Fuimos un entramado de aciones, como esos trazos deformes causados por las ramas de los árboles y que cualquiera puede encontrar dibujados sobre un cielo azul en una tarde de mayo o de cualquier otoño.
Al conocernos, muchos dijeron que gracias a ti centré mis pensamientos, dejé de ser egoísta y cambió mi modo de ser con el mundo. Dijeron, también, que yo fui el color de tu vida, la desfachatez y la ironía que te hacía falta entender. Nunca creyeron que yo sería capaz de corromper tus silencios y de aprender de ti a disfrutar del vacío.
Siempre fuimos uno contra el otro, pero también fuimos uno con el otro. Sinceramente no me sorprende que incluso ahora que ya no estamos juntos, sigo dibujando en ti una sonrisa cuando digo un sinsentido.

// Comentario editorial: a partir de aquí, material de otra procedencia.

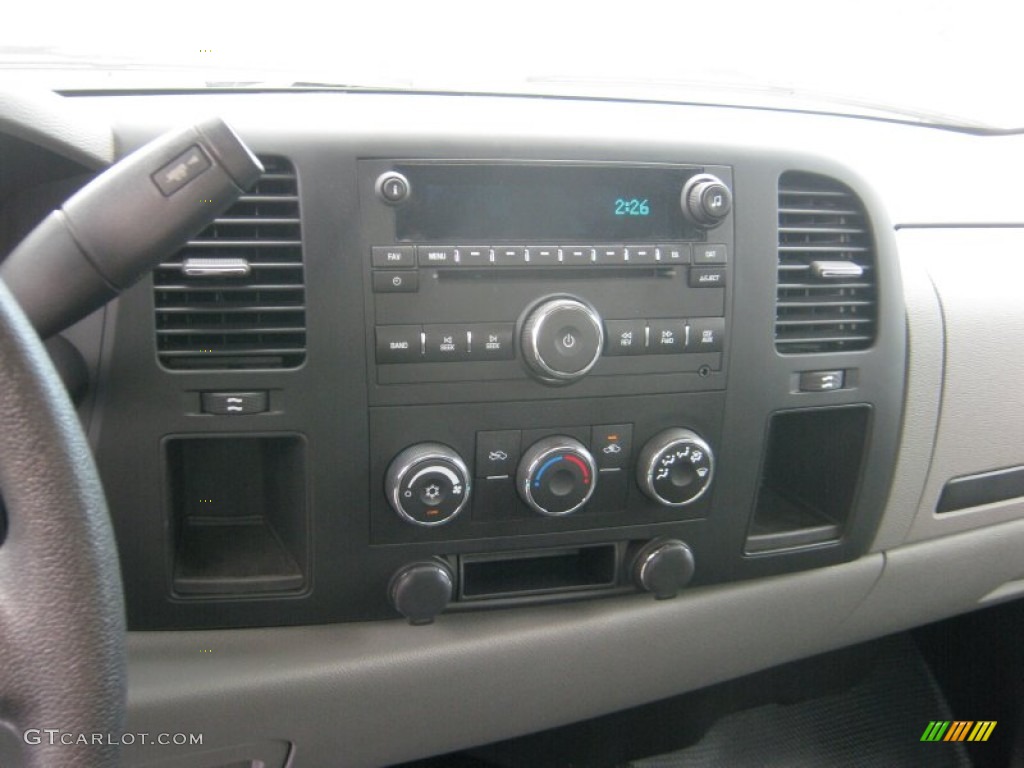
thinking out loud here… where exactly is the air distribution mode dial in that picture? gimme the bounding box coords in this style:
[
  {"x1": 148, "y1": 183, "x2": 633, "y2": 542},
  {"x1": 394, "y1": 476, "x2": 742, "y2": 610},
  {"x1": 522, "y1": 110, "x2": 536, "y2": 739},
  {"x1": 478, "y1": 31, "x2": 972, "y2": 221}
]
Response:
[
  {"x1": 681, "y1": 173, "x2": 732, "y2": 228},
  {"x1": 385, "y1": 443, "x2": 471, "y2": 526},
  {"x1": 520, "y1": 297, "x2": 604, "y2": 384},
  {"x1": 517, "y1": 436, "x2": 598, "y2": 516},
  {"x1": 637, "y1": 428, "x2": 715, "y2": 507}
]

Te conocí un invierno y para mi siempre fuiste un cálido enero. Hubo días en los que viví en la cercanía del mundo que tantas veces Borges describió, sentí que muchos anhelos llegaron a buen puerto y que la felicidad es algo por lo cual se trabaja. Constantemente pienso en esas tardes de domingo acompañadas de besos con sabor a café y de noches coloreadas y con prisa, porque a pesar de todo, nunca pudimos detener el tiempo.
Lo entendí. Somos contradicción pura, como el agua y el aceite, el blanco contra el negro, el cielo y el infierno, el uno para el otro. Tu pensabas en llegar a más y yo empecé a creer menos. Eras el día y yo fui tu noche. Luego pronunciaste ese te amo, pero ya no quiero estar contigo.